Teaching how to fish never takes a day off

John Liechty

For as long as I can remember, I have always enjoyed sharing information with others. Since I was a small child, I have eagerly helped others to learn. Teaching is one of the most gratifying things to do, and to see success come from a lesson is very rewarding for me. Each day that I am hired to take people to the lake, my primary focus is on having fun, but I also want them to leave the water with a better understanding of “how to.” But, what about the days that I don’t have clients and i’m not out on the lake instructing?

Well, believe it or not, I spend my free time fishing as well. And, my most valued student is my daughter. She is now 2.5 years old and one of her favorite things to do is to go fishing at White Pines Lake with Dada. We talk all about fish behavior, angling strategies, lure rigging methods and presentation and, most importantly, mud. She likes to play in the mud.

Recently, while enjoying our time along the shoreline of this peaceful mountain lake, we met some other youthful fishing enthusiasts and gladly assisted them.

On one occasion, as my daughter landed her first bass, a couple and their son watched with excitement. They cheered as she reeled the feisty bass to the shore. The fanfare added to the overall Xperience for her. Once the fish was landed, we carefully removed the hook and released the fish back into the water. They congratulated my daughter and politely asked, “What are you using?”

I could have said, “A rubber worm,” and left it at that, but instead, I instinctively went into a full breakdown of the complete setup. I said, “It is a 5-inch watermelon/red Senko, rigged weedless on a Gamakatsu 3/0 extra wide gap hook. The key is to cast to the edge of the weedline and let it drift lifelessly to the bottom. Then twitch it every few seconds to coax one into biting.”

For some, this would have been too much information, but they took advantage of the lesson and thanked us for spending the extra time. I’m sure they went and bought some and are now catching fish on them.

On another outing, my daughter and I were wading ankle deep in a shady little cover when a couple of youngsters decided to join us. They began to cast alongside us as I noticed their gear was in need of some care. Without hesitation, I said, “Let me see that thing,” and the young boy gladly passed his rod and reel to me. I began to take out the loopy, twisted birds’ nest and straighten the line.

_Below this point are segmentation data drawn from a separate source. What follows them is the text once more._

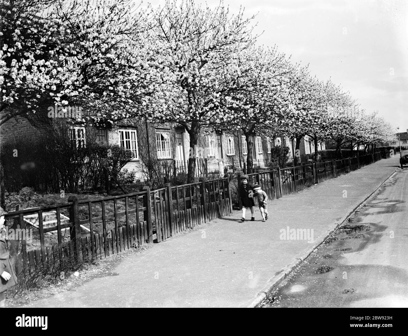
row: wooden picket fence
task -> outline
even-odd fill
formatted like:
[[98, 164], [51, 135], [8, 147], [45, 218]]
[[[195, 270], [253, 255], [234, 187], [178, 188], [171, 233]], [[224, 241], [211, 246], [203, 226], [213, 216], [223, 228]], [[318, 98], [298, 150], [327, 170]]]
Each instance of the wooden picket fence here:
[[[315, 183], [338, 177], [376, 162], [390, 157], [380, 152], [353, 158], [326, 162], [310, 163], [291, 168], [273, 170], [259, 171], [248, 174], [249, 182], [258, 184], [271, 199], [279, 198], [285, 195]], [[241, 174], [238, 174], [238, 180]], [[254, 197], [255, 205], [257, 198]], [[241, 204], [240, 204], [240, 207]]]
[[[202, 178], [190, 184], [168, 183], [155, 190], [145, 187], [139, 192], [96, 200], [71, 196], [67, 202], [54, 205], [29, 209], [19, 206], [5, 217], [14, 232], [32, 229], [27, 219], [36, 219], [38, 228], [30, 237], [9, 240], [16, 272], [24, 277], [38, 270], [58, 273], [70, 263], [158, 243], [232, 211], [228, 179]], [[27, 245], [29, 238], [37, 248]]]

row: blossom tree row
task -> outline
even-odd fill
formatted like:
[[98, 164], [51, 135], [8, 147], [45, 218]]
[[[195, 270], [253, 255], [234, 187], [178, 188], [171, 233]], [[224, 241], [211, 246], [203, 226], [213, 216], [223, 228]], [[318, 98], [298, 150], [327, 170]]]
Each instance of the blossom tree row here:
[[[193, 149], [204, 129], [226, 125], [242, 132], [248, 148], [254, 133], [285, 135], [295, 139], [297, 153], [306, 135], [316, 149], [329, 140], [339, 148], [393, 136], [388, 123], [366, 114], [340, 86], [276, 46], [257, 46], [253, 18], [233, 15], [222, 2], [0, 2], [0, 125], [58, 103], [85, 108], [82, 121], [89, 125], [130, 118], [177, 123]], [[191, 155], [188, 182], [195, 165]]]

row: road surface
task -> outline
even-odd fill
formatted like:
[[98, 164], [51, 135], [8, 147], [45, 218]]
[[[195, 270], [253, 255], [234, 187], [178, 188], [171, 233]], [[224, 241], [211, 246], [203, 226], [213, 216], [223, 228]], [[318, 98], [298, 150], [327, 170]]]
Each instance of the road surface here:
[[263, 306], [408, 307], [407, 176], [399, 170]]

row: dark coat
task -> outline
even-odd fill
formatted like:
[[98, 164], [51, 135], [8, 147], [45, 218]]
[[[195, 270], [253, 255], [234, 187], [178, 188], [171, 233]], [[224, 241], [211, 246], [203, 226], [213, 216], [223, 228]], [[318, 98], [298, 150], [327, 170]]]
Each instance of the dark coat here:
[[0, 293], [2, 293], [14, 285], [16, 283], [16, 273], [11, 262], [6, 244], [5, 240], [0, 239], [0, 275], [5, 271], [11, 275], [11, 278], [6, 281], [0, 277]]
[[241, 198], [242, 206], [246, 208], [255, 205], [253, 198], [249, 197], [249, 191], [252, 189], [252, 184], [251, 183], [247, 183], [246, 184], [242, 184], [239, 186], [239, 198]]

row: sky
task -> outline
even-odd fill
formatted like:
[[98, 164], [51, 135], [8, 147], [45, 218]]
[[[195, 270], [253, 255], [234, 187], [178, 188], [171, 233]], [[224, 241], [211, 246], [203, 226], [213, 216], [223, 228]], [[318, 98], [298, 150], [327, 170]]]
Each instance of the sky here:
[[[162, 0], [149, 1], [153, 6]], [[196, 0], [197, 3], [205, 1]], [[215, 6], [218, 0], [207, 0]], [[378, 110], [408, 130], [408, 2], [406, 0], [224, 0], [256, 15], [258, 45], [309, 64], [311, 73], [350, 91], [367, 113]]]

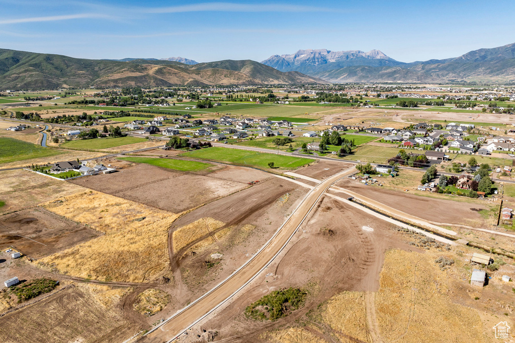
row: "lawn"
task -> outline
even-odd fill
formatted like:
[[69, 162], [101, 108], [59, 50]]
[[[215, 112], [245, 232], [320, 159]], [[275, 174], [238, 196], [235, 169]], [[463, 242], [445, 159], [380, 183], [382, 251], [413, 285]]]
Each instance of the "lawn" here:
[[291, 118], [290, 117], [268, 117], [268, 120], [272, 121], [279, 121], [280, 120], [288, 120], [296, 123], [307, 123], [310, 121], [317, 120], [316, 118]]
[[270, 167], [268, 167], [269, 162], [273, 162], [276, 168], [294, 169], [313, 161], [310, 158], [218, 147], [185, 152], [181, 154], [180, 156], [200, 159], [221, 161], [266, 169], [270, 169]]
[[475, 110], [467, 110], [466, 109], [456, 109], [451, 107], [448, 107], [447, 109], [435, 109], [430, 107], [429, 109], [426, 109], [425, 110], [424, 110], [424, 111], [432, 112], [457, 112], [458, 113], [472, 113], [474, 114], [481, 113], [481, 111]]
[[[276, 105], [265, 106], [253, 109], [246, 109], [231, 111], [231, 116], [237, 116], [241, 115], [256, 118], [277, 117], [288, 119], [290, 121], [295, 121], [295, 117], [301, 118], [304, 115], [315, 114], [320, 110], [316, 107], [300, 107], [298, 106]], [[314, 117], [314, 119], [318, 117]]]
[[[515, 197], [515, 185], [513, 184], [504, 184], [504, 195], [511, 197]], [[0, 202], [1, 205], [1, 202]]]
[[10, 103], [11, 102], [23, 102], [23, 100], [15, 100], [14, 99], [0, 98], [0, 103]]
[[353, 151], [353, 154], [348, 155], [344, 158], [362, 162], [386, 163], [387, 159], [396, 156], [399, 153], [399, 150], [398, 148], [365, 145], [358, 147]]
[[[285, 151], [289, 148], [290, 144], [294, 149], [301, 148], [304, 143], [311, 143], [312, 142], [319, 142], [320, 138], [318, 137], [296, 137], [293, 139], [293, 141], [288, 143], [284, 146], [277, 146], [273, 143], [273, 140], [277, 137], [267, 137], [261, 138], [254, 138], [254, 139], [245, 140], [243, 142], [236, 143], [235, 145], [244, 146], [245, 147], [254, 147], [255, 148], [261, 148], [263, 149], [269, 149]], [[279, 138], [281, 138], [280, 137]], [[371, 140], [376, 139], [376, 137], [371, 137], [370, 136], [361, 136], [359, 135], [345, 135], [342, 136], [342, 138], [346, 139], [354, 139], [354, 144], [358, 146], [364, 143], [367, 143]], [[329, 150], [331, 151], [336, 151], [339, 149], [339, 147], [334, 147], [329, 146]], [[334, 148], [334, 149], [332, 149]]]
[[66, 179], [70, 178], [70, 177], [75, 177], [75, 176], [80, 176], [81, 173], [79, 172], [76, 172], [74, 170], [70, 170], [67, 172], [63, 172], [59, 173], [58, 174], [52, 174], [54, 177], [58, 177], [59, 178]]
[[[452, 161], [467, 163], [468, 163], [469, 160], [470, 159], [470, 157], [471, 157], [472, 156], [470, 155], [458, 154]], [[485, 156], [474, 155], [474, 157], [477, 161], [478, 164], [487, 163], [490, 166], [511, 166], [511, 161], [512, 160], [508, 158], [501, 158], [500, 157], [491, 157]]]
[[133, 143], [144, 142], [146, 138], [135, 137], [118, 137], [113, 138], [93, 138], [92, 139], [79, 139], [71, 140], [61, 145], [63, 148], [84, 149], [87, 150], [99, 150], [109, 148], [114, 148]]
[[135, 163], [145, 163], [147, 165], [180, 171], [198, 171], [203, 170], [211, 166], [211, 165], [209, 164], [202, 162], [185, 161], [182, 159], [170, 159], [169, 158], [128, 157], [119, 158], [119, 159]]
[[354, 139], [355, 145], [360, 146], [362, 144], [365, 144], [374, 139], [377, 139], [379, 137], [373, 137], [372, 136], [364, 136], [363, 135], [347, 134], [342, 136], [341, 138], [345, 138], [346, 139]]
[[0, 138], [0, 163], [45, 157], [61, 153], [50, 148], [43, 148], [23, 140]]
[[[156, 116], [159, 115], [156, 114]], [[154, 118], [145, 118], [145, 117], [117, 117], [116, 118], [112, 117], [109, 118], [109, 120], [112, 120], [113, 121], [118, 121], [121, 122], [127, 122], [128, 121], [133, 121], [134, 120], [145, 120], [145, 121], [148, 121], [148, 120], [153, 120]]]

I handed it back, he thanked me and proceeded to cast. I watched for a few minutes and noticed his technique needed a little work, as he was not casting very far at all. After a short tutorial on how to cast, they were both elated and casting their lures out into deep water.

Sometimes it only takes an extra minute or two to steer someone to success. Instilling confidence and educating these young anglers is a lesson I happily teach from day to day. I like to think that these brief moments may lead to the next greatest catch, years of enjoyment in the outdoors and, most importantly, a lifetime of fun.